Lili had bounced back after two divorces and an abortion, and though I knew she still suffered from some of the things she had seen as a photojournalist, she was at heart an optimistic person. I had suffered the loss of two unborn children, the destruction of my marriage and my career in IT, as well as my year’s incarceration.
“It’s not just the ability to be resilient,” Lili said. “Some people don’t have the emotional and financial resources we do. I read somewhere that a huge percentage of people on the streets have psychological problems.”
“I consider myself very fortunate,” I said, taking Lili’s hand. “I had a home to come back to and a dog to teach me how to love again
. And then I met you, which was the luckiest thing yet.”
I hoped that my luck would hold, and that I wouldn’t do something to screw up my relationship with Lili. Even after less than a year together, my heart told me that what Lili and I had was so much stronger than what I’d had with Mary. Sure, Lili and I had small problems, but at heart I knew we were well-suited to each other, and she seemed to agree.
* * *
Sunday morning Rochester didn’t want to walk very far, which was unusual for my happy-go-lucky dog, and he seemed to be favoring his back right leg. I was attuned to his moods and I’d learned that he could be very skilled at hiding pain. When we got home, I sat down on the tile floor and pulled him over to me. “Let’s see what you’ve got going on, puppy,” I said.
He squirmed and wiggled but I immobilized him and shifted so I could see check each of his paws. He had torn a toenail on one of his back paws, and the nail bed was red and swollen. “What did you do? I trimmed your toenails last week.”
He looked up at me with a woeful face. We had a regular grooming routine. I cleaned his teeth every couple of days with turkey-flavored toothpaste; I groomed him with a special brush that pulled dead fur from his undercoat; I swabbed his ears with medicated pads and whenever his toenails got too long I trimmed them with an electric gadget.

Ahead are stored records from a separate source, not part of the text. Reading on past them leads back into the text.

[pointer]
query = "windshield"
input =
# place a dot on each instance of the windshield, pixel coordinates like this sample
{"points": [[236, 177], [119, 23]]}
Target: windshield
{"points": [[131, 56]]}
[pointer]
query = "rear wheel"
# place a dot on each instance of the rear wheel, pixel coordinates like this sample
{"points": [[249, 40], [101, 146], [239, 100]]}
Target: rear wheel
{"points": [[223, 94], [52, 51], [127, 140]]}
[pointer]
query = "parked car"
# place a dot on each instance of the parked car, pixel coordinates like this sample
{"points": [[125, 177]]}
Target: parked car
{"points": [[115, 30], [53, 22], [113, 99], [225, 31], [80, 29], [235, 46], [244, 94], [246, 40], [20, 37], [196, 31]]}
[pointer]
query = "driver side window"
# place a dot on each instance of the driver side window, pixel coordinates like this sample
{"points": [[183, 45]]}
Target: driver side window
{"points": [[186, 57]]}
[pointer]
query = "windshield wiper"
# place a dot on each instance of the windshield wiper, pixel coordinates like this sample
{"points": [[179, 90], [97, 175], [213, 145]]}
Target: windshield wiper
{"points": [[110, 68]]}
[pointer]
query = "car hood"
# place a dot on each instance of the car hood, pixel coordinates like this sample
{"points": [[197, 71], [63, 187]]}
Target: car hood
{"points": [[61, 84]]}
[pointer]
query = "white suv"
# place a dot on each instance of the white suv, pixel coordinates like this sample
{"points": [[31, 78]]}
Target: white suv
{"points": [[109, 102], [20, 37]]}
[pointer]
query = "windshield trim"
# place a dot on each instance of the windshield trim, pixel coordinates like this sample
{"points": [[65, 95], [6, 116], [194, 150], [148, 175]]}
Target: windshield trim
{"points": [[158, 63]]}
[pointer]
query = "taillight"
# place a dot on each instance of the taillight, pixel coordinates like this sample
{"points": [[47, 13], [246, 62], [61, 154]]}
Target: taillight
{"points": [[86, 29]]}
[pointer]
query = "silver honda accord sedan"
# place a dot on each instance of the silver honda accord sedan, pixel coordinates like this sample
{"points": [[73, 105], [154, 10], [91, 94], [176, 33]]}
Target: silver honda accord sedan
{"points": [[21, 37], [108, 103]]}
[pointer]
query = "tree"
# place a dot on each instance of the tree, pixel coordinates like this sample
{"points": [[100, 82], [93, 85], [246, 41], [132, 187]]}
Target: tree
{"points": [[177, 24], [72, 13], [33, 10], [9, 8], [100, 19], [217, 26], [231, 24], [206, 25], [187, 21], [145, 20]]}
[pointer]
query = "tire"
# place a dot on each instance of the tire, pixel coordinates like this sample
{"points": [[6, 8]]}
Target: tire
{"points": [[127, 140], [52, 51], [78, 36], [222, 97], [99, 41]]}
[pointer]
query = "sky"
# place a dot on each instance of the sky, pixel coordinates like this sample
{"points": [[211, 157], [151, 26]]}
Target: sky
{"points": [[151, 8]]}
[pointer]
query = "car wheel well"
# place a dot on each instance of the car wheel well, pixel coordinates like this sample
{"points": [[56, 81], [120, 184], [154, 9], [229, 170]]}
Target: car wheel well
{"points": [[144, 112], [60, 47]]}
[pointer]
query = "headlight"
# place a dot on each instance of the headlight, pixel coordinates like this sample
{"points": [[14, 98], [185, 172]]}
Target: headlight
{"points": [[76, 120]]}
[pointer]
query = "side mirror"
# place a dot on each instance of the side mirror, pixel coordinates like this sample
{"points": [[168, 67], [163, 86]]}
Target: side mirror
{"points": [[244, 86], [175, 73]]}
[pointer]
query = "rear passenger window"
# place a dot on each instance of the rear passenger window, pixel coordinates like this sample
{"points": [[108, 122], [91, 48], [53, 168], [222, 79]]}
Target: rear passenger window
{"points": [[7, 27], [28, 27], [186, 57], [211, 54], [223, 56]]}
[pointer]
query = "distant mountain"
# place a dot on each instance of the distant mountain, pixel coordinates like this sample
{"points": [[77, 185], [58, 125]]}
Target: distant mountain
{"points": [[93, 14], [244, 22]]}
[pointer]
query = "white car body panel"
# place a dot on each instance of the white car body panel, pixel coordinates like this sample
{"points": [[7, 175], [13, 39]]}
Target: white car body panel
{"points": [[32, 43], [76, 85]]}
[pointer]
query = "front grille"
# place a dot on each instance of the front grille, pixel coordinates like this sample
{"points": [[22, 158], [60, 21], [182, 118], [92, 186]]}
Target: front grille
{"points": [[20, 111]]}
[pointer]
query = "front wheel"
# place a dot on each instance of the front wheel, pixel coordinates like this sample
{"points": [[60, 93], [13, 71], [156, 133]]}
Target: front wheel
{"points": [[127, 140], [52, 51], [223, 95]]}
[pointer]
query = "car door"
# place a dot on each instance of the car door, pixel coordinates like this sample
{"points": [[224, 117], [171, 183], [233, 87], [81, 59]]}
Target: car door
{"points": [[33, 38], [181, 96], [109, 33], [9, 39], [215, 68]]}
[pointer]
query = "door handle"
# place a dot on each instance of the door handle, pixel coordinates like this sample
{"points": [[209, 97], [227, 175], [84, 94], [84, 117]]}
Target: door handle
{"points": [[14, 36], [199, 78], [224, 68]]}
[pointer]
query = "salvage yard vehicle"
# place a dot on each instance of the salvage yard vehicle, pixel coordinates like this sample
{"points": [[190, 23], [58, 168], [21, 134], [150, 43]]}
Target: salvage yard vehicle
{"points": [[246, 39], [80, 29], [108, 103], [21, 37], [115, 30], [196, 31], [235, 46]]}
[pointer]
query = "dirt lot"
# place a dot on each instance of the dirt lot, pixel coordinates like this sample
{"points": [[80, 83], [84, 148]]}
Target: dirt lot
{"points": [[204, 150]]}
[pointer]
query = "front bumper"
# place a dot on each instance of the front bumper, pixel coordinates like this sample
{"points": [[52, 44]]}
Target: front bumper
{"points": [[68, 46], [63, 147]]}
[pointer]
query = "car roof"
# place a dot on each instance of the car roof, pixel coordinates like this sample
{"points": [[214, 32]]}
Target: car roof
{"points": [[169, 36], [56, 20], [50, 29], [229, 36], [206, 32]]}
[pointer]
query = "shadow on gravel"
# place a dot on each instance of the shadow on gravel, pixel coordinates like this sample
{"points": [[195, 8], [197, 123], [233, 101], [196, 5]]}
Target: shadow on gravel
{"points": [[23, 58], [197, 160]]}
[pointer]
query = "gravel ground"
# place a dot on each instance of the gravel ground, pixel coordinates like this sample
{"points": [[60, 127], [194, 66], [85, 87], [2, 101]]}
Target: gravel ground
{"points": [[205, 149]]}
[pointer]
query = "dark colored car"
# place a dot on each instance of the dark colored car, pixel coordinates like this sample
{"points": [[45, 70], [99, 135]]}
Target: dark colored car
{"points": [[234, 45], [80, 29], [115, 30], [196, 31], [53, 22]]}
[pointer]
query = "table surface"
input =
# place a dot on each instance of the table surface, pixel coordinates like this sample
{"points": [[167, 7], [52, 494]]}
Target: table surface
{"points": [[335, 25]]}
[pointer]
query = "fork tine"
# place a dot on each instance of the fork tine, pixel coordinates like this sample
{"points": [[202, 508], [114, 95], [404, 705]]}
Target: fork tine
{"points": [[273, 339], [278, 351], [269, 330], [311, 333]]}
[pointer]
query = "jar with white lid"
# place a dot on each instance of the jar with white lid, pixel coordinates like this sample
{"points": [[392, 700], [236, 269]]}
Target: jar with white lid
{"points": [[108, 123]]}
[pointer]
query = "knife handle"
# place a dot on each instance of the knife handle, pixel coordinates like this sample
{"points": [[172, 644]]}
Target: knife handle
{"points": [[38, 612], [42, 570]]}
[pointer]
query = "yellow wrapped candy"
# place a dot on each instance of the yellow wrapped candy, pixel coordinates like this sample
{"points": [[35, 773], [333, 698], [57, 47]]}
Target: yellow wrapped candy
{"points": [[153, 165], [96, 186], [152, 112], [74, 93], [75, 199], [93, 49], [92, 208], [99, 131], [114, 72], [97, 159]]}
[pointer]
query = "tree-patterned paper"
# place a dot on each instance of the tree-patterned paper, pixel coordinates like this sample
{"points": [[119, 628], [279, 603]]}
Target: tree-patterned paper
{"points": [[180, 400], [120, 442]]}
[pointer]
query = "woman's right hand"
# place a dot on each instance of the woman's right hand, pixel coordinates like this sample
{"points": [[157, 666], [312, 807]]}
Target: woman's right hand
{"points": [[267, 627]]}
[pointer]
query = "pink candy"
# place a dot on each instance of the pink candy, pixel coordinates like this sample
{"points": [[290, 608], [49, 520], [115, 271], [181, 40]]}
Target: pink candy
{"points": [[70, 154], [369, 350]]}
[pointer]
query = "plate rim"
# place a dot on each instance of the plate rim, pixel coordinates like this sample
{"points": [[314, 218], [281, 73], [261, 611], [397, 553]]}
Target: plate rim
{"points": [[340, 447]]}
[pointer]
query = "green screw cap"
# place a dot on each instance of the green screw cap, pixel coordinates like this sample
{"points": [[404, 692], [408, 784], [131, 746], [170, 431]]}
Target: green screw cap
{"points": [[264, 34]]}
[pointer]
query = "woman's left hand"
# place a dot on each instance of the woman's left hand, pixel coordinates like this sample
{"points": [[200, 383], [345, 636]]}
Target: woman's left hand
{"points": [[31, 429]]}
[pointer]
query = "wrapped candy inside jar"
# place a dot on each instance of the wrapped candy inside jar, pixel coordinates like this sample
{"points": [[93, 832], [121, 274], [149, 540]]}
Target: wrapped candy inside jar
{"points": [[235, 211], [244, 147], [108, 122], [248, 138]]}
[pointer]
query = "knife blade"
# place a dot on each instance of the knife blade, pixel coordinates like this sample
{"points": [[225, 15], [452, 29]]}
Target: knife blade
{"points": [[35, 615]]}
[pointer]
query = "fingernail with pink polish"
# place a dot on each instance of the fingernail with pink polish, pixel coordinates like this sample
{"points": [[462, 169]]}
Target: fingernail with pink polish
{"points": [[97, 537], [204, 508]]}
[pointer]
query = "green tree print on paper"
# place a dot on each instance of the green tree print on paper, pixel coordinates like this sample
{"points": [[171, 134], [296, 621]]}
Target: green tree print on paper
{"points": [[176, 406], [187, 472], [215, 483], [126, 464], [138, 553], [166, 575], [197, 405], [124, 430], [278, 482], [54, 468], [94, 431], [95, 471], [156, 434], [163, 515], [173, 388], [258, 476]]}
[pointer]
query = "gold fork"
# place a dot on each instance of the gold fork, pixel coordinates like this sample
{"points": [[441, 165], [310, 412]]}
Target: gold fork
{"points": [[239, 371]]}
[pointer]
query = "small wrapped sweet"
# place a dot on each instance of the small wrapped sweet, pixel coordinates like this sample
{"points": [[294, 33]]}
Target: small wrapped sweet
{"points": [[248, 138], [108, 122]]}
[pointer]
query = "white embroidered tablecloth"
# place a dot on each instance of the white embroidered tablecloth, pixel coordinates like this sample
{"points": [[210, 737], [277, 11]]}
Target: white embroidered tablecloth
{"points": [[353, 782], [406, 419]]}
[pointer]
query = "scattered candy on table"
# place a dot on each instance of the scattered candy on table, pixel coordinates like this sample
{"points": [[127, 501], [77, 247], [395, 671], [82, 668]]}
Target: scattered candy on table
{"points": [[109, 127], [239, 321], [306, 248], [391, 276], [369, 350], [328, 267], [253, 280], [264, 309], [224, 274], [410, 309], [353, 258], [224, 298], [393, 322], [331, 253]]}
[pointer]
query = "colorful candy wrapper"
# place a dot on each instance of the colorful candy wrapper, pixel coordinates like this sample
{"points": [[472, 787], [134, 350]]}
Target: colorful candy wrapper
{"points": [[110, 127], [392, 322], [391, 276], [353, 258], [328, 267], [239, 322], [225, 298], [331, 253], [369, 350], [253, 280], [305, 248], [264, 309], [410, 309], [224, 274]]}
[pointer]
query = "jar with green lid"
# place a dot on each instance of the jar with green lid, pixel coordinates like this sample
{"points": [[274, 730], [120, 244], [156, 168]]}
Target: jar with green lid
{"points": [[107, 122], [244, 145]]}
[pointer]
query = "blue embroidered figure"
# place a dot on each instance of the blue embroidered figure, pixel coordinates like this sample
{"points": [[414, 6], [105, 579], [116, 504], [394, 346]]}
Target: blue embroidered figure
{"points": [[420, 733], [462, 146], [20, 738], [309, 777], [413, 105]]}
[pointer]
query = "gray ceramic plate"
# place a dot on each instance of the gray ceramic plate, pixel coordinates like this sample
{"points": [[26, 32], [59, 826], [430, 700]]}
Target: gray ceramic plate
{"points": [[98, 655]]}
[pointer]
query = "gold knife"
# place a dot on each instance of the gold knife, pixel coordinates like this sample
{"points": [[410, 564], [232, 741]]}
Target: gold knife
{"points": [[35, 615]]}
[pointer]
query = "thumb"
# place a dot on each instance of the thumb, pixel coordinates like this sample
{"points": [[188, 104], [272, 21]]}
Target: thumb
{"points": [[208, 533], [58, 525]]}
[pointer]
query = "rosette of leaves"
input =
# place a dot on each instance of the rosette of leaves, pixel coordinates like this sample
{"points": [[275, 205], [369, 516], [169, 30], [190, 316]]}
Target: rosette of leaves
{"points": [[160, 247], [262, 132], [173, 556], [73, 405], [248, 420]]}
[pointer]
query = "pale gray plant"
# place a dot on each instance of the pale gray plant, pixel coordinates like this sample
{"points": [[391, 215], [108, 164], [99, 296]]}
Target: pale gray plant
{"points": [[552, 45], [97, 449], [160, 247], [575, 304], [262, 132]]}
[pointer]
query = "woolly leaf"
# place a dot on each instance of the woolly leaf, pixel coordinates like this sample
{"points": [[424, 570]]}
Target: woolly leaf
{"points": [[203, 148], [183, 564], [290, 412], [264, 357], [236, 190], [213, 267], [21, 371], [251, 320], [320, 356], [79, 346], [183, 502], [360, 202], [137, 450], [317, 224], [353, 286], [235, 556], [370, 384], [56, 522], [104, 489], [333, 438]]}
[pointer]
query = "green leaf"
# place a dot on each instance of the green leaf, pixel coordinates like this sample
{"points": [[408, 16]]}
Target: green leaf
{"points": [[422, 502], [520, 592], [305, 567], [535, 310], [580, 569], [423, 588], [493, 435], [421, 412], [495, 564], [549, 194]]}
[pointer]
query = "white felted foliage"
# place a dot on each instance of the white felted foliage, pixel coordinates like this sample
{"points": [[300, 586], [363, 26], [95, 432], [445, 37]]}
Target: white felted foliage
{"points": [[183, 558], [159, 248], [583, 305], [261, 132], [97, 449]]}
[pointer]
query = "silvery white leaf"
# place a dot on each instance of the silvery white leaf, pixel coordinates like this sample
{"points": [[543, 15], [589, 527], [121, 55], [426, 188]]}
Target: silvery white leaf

“What’s up?” Lili asked as she walked downstairs.
“We’re going to have to go see Dr. Horz first thing tomorrow morning,” I said. “Rochester has an infected toenail.” I cleaned the wound and squeezed some antibiotic ointment onto it, and then sat on the floor scratching Rochester’s belly.
Edith called later that day to thank us for our visit. “It was so wonderful to see you,” she said. “I admit, I get a little depressed here. Sometimes it feels like God’s waiting room, that people come here to die. My roommate, that poor Mrs. Tuttle? She passed away right after you came to see us.”
“I’m sorry, Edith,” I said.
“I’m sure it was her time, dear,” Edith said. “It was very sweet that she reached out to Rochester just before she died. He might have been the last being who touched her.”